On-Going Scheduled Payments - Pensions, Salary
Many FX dealers will also automate the withdrawal, conversion, transfer and deposit of recurring small payments (the minimum varies from £150 to £250) from a source bank to a destination bank in another country. That takes a lot of the effort and hassle out of managing cash in two countries, for example, UK pensioners who retire in the warmer, cheaper climes of southern Europe, or Canadians in the USA or Costa Rica. When combined with guaranteed forward rates, a person's financial planning and budgeting can be greatly simplified.

Currencies Traded
The banks will handle, at a price, any pair of 'from' and 'to' currencies. All the FX dealers will handle the major currencies like the USD, GBP, EUR, JPY, CAD, CHF, but coverage beyond that varies according to their target market. The least number of currencies handled that I found was 12 at OnLineFX and the most was 85 at MoneyCorp. Check for the pair that you will need. Since I have a relative in South Korea wanting to send money out of that country, I tried to find one that would trade KRW (South Korean Won) to CAD. Only one said it could - Halo Financial.

Speed of Transfer
Strangely this seems not to be a great differentiator, unless financially out-of-the-way countries, like South Korea, are involved and intermediary banks come into the loop to slow down progress by weeks at times. The time it takes to move from one country/bank account to another seems to be more dependent on the country and its background banking settlement sytem than between companies. Wire transfers are the baseline, taking 1-4 business days. Some methods of uploading, such as BACS, take another 3-4 business days to clear before the funds can move on.

Countries Excluded
If you live in, or want to send money to, certain countries, some or all FX dealers may refuse your business. Places like Burma, Iran, Iraq, Russia and the Philippines may be excluded for various reasons - banking relationships too difficult, concerns about transparency and verifiability of individuals i.e. compliance with money-laundering regulations. Again, the exclusion of countries varies across different dealers. In general, the more mainstream you are, the more numerous are the viable FX dealer choices.

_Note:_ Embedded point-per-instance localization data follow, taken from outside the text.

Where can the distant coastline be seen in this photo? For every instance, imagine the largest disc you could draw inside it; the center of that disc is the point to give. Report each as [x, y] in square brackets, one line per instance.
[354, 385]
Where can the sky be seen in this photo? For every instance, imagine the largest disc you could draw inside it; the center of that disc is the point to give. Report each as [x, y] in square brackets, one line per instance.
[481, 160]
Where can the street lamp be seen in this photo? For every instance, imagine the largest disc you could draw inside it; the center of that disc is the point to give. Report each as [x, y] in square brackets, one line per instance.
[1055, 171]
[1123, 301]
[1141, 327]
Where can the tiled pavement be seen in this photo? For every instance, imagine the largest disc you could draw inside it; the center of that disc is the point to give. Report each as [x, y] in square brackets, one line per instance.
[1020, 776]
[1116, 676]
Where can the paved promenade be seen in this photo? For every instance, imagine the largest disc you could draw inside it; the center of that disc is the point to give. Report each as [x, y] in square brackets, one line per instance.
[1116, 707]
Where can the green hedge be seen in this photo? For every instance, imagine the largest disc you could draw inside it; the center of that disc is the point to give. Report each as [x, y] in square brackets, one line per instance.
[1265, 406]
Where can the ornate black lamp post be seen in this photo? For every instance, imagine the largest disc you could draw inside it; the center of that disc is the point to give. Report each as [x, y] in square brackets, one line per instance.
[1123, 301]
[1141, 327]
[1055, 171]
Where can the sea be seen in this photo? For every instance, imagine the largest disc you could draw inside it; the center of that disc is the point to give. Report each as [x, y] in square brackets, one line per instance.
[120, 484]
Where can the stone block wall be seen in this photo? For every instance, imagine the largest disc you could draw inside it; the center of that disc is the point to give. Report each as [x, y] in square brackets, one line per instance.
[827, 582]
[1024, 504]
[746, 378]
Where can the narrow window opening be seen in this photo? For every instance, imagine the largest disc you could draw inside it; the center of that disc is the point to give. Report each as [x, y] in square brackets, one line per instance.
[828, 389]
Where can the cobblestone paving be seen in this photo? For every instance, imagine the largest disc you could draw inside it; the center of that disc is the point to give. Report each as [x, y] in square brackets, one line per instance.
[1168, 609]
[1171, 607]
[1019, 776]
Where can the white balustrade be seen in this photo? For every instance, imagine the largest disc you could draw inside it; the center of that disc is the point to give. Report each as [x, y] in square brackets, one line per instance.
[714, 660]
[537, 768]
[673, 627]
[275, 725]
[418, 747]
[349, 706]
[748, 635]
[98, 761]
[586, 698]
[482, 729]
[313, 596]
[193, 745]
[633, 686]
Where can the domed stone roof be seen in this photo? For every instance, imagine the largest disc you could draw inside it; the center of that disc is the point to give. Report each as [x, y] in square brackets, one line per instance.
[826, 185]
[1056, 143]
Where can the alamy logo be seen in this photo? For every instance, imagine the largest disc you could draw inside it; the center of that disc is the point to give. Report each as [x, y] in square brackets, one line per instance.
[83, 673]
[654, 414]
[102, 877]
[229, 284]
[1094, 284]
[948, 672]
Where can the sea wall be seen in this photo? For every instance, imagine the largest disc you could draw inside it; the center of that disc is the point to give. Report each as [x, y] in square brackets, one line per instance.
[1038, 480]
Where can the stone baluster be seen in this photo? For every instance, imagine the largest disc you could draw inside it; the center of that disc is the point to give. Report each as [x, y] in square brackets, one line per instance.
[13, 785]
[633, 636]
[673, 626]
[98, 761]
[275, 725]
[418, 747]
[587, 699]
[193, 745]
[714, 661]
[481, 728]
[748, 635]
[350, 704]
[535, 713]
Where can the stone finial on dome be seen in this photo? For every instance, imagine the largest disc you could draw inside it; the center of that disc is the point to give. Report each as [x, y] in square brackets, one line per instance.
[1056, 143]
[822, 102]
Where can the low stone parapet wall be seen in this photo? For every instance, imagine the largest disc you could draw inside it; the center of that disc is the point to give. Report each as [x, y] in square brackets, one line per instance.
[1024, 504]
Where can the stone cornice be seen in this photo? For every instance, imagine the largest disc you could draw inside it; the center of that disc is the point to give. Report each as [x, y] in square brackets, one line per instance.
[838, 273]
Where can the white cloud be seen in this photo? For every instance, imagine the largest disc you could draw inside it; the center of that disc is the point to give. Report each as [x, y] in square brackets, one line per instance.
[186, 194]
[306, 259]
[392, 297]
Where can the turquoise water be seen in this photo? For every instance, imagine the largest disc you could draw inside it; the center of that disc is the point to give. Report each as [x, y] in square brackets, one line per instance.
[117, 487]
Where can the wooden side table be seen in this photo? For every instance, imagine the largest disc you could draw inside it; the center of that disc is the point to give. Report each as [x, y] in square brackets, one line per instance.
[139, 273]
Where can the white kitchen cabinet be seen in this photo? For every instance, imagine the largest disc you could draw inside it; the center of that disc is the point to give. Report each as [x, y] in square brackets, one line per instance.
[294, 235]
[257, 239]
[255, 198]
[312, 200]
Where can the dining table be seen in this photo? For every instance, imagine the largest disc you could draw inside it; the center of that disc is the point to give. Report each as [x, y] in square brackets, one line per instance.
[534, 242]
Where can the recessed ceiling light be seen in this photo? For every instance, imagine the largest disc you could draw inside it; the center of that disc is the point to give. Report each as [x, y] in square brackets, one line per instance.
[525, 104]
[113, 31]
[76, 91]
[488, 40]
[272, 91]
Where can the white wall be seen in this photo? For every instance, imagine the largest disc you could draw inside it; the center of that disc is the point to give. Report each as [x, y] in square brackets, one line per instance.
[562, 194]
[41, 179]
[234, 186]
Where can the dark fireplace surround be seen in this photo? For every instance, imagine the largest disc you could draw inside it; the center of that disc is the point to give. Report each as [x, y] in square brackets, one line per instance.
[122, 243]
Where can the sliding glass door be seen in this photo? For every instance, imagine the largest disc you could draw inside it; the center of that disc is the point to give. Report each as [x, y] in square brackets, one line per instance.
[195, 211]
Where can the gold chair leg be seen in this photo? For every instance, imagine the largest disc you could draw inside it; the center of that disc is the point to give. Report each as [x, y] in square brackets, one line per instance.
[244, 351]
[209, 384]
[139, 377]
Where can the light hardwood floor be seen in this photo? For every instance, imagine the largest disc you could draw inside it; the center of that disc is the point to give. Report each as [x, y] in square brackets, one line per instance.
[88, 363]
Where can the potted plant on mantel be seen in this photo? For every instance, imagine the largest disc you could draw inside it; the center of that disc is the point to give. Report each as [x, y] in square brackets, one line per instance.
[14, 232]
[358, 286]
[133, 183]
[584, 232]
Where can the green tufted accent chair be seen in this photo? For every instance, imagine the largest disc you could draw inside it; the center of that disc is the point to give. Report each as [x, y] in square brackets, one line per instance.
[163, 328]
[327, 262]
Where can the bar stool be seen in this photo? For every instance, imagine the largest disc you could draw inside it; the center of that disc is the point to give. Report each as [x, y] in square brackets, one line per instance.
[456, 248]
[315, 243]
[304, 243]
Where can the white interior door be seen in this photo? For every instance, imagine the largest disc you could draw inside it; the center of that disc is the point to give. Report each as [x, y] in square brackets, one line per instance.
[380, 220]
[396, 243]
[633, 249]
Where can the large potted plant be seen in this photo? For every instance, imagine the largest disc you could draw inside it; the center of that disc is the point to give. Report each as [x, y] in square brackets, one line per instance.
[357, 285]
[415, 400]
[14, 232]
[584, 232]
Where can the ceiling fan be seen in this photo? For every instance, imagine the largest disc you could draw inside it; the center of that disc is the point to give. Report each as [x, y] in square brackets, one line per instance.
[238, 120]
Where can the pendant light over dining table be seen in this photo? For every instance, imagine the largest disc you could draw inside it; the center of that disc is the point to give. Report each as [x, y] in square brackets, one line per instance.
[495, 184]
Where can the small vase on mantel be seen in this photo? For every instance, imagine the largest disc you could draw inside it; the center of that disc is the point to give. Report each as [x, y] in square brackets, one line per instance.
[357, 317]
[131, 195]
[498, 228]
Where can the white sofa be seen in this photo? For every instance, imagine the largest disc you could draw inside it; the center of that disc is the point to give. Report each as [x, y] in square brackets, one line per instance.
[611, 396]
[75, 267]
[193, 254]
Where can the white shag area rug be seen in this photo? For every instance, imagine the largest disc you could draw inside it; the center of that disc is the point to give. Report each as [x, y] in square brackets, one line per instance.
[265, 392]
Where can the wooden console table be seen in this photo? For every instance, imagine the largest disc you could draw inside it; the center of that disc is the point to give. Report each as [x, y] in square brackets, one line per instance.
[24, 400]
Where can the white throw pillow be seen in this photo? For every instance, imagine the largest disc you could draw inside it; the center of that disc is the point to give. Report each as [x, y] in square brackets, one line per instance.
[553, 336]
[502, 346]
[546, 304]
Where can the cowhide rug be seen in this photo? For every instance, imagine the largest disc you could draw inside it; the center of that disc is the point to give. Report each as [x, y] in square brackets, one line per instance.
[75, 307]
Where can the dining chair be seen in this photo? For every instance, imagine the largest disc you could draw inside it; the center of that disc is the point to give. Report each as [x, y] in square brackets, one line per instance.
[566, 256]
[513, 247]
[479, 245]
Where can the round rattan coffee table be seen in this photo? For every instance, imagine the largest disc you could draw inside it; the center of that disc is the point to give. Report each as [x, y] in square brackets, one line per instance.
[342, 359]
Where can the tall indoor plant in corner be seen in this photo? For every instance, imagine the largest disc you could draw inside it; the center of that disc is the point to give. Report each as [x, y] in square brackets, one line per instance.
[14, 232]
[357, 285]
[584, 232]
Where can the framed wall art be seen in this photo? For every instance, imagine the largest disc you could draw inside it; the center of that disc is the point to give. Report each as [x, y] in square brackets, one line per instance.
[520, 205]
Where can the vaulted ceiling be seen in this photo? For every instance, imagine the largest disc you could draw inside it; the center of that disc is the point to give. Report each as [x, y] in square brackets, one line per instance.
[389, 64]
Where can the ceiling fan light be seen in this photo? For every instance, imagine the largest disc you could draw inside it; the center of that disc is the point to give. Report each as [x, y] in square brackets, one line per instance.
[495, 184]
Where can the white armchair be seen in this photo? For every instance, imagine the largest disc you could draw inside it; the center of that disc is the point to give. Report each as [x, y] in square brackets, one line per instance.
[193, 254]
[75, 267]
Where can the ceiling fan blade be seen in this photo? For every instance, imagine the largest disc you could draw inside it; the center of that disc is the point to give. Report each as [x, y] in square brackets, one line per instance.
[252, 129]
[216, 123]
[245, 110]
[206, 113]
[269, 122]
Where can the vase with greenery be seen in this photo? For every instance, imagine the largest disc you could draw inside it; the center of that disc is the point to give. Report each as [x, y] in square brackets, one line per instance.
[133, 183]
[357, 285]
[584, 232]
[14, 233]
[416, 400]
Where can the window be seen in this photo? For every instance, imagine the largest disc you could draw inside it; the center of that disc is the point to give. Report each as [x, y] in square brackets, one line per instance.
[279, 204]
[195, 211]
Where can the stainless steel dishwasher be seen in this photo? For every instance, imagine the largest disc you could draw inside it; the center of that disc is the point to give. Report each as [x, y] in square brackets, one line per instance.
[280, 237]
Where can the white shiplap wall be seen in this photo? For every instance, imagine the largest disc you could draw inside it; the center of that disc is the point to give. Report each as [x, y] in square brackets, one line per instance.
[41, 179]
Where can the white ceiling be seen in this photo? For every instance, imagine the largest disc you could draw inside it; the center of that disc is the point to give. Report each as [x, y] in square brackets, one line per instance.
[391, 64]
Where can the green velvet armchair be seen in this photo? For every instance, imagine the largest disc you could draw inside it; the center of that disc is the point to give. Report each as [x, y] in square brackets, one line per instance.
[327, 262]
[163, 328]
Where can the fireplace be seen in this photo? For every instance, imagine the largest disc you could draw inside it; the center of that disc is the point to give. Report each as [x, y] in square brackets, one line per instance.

Telephone or Online Transactions and Hours of Business
All the FX dealers offer telephone transaction booking. In some case that limits their hours of business to the times at their physical office locations and some extend their hours by call forwarding around the globe e.g. OzForex is 24x7 M-F. About half the FX dealers offer online transaction access, which means access whenever you want it - very convenient. And the banks, well , they keep much more restricted hours - "the traders have gone home for the day so we cannot book a transaction".

Minimum Transaction Amounts
The minimum amount for a single transaction varies from £1000 up to £5000 at the various dealers. As mentioned in the first post of the series, for smaller amounts, money transfer services will provide service. Banks will transfer any amount. For all practical purposes, there is no upper limit (that probably excludes you, Warren Buffett).

My conclusion is simply that the variety of services available mean that no one company is best for everyone. You must shop around to find the one that best suits your needs according to their specialty, whether it be the straightforward lowest rate for mainstream currencies, or some less popular currency, or the convenience of online electronic trading, or a regional real estate retirement market niche. One thing for sure though, I believe that the much higher level of customer service and the possibility for prompt help from polite, well-informed staff that I found at a number of FX dealers, will be a pleasant surprise in this automated de-personalized world.